Comments by Opat and Stenglein “might be read specifically as intending to damage the Hollers’ reputation and to shame them into selling the property,” wrote a three-judge panel of the state Court of Appeals. The panel sent the case back to Hennepin County with instructions that a jury, not a judge, should decide whether the commissioners’ statements were defamatory.
“Ordinary members of the community reading Stenglein’s and Opat’s accounts could conclude ... that the Hollers are not now partners with the community, but rather, they are opportunistic manipulators who acted to take unfair advantage of ‘us’ — the real community members,” Judge Kevin Ross wrote for the panel, which included Judges Jill Flaskamp Halbrooks and Randolph Peterson.
“This seems to be precisely the sort of statement that could potentially harm the Hollers’ reputations or subject them to ridicule or hate or diminished community esteem,” the court said.
Hennepin County Attorney Mike Freeman called the lawsuit “frivolous” and said his office is “seriously considering” asking the Supreme Court to hear an appeal of Monday’s ruling.
The dispute goes back to April 2008, when the county voted to replace the Webber Park Library at 4310 Webber Pkwy. The library has recently been closed because the building was literally crumbling down on employees. A temporary site has since been opened.
In 2008, the Hollers received a county letter telling them of the interest in their property at 1423 45th Av. N., which had been on the market in 2007. They took it off the market by August 2007, the court noted.
In December 2008, the county began buying lots adjacent to the Hollers’ and passed a resolution declaring their intent to purchase the Hollers’ property. The Hollers told the county to build elsewhere and that they intended to occupy the home. That’s when the attacks came, the Hollers say.
Three statements are at issue. The first appeared in the Dolan Media Newswire on Oct. 27, 2010, attributed to Stenglein. Valerie Holler “had a sign on her house, a ‘for sale’ sign, as big as the IDS building, in 2007. ... So all of a sudden we want to buy the house and she takes the property off the market.” He noted that the Hollers had balloons and flags around the sign.
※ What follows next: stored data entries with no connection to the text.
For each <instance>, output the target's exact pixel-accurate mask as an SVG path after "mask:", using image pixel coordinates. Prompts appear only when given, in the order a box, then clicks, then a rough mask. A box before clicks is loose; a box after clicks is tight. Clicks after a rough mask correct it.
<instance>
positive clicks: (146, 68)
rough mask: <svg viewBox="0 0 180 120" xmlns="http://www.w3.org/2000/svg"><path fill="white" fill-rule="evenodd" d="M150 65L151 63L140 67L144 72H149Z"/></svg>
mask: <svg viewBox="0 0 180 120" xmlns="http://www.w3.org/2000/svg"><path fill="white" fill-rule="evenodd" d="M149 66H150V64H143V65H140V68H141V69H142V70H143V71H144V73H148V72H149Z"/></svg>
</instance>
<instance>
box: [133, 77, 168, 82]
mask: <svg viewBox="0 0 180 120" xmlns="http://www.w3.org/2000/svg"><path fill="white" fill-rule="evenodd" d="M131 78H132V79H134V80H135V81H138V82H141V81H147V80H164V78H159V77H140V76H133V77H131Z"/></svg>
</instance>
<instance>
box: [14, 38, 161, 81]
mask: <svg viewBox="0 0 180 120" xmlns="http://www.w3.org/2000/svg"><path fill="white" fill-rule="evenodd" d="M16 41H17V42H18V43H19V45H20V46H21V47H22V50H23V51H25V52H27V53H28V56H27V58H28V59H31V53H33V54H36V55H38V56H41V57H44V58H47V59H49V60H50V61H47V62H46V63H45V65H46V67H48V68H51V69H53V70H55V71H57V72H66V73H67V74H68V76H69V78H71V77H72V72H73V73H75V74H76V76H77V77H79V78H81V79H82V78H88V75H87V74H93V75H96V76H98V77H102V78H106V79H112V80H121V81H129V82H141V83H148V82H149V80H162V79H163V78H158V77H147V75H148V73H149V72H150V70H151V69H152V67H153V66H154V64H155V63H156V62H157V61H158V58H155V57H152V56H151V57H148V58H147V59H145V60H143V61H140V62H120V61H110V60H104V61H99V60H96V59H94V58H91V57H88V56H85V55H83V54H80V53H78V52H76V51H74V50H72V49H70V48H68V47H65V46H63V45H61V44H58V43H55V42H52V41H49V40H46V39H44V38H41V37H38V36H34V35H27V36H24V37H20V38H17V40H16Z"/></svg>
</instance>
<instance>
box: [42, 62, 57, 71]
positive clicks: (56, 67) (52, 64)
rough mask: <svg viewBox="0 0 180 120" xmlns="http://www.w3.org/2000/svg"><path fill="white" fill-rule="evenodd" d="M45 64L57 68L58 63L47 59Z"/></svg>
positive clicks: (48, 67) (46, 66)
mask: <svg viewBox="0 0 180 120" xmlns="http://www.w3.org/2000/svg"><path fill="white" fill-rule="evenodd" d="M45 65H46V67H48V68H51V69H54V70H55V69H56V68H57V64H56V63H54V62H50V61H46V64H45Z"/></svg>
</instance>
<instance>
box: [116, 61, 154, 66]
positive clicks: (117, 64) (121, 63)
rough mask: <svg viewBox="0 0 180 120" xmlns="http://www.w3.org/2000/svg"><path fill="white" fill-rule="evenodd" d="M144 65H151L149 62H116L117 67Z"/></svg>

In a Camden Community News Q&A, Opat is reported to have said that only after the county began purchasing adjacent land did the Hollers object to sale of their rental property. “Our staff reported to us that they would only sell for $1 million or more, then insisted that the property was no longer for sale,” he said.
He said the county would wait and hope that the Hollers would accept fair market value for the property. “Despite their manipulation of this process, the Hollers are longtime residents in our community and I hope they will one day be partners with us,” the article quoted Opat as saying.
The final statement came in a May 2012 resolution by Stenglein and Opat that “blamed the Hollers” for the death of the project.
The resolution noted the property was for sale in 2007, negotiations fell through because the Hollers “were not interested in selling.”
Hennepin County District Judge Denise Reilly had thrown out the case, saying the statements weren’t defamatory.
Freeman said, “This is not a strong lawsuit ... we believe it will fail.”
Meanwhile, last December, the county decided to move to take the property through eminent domain. Current records estimate the value at $275,000.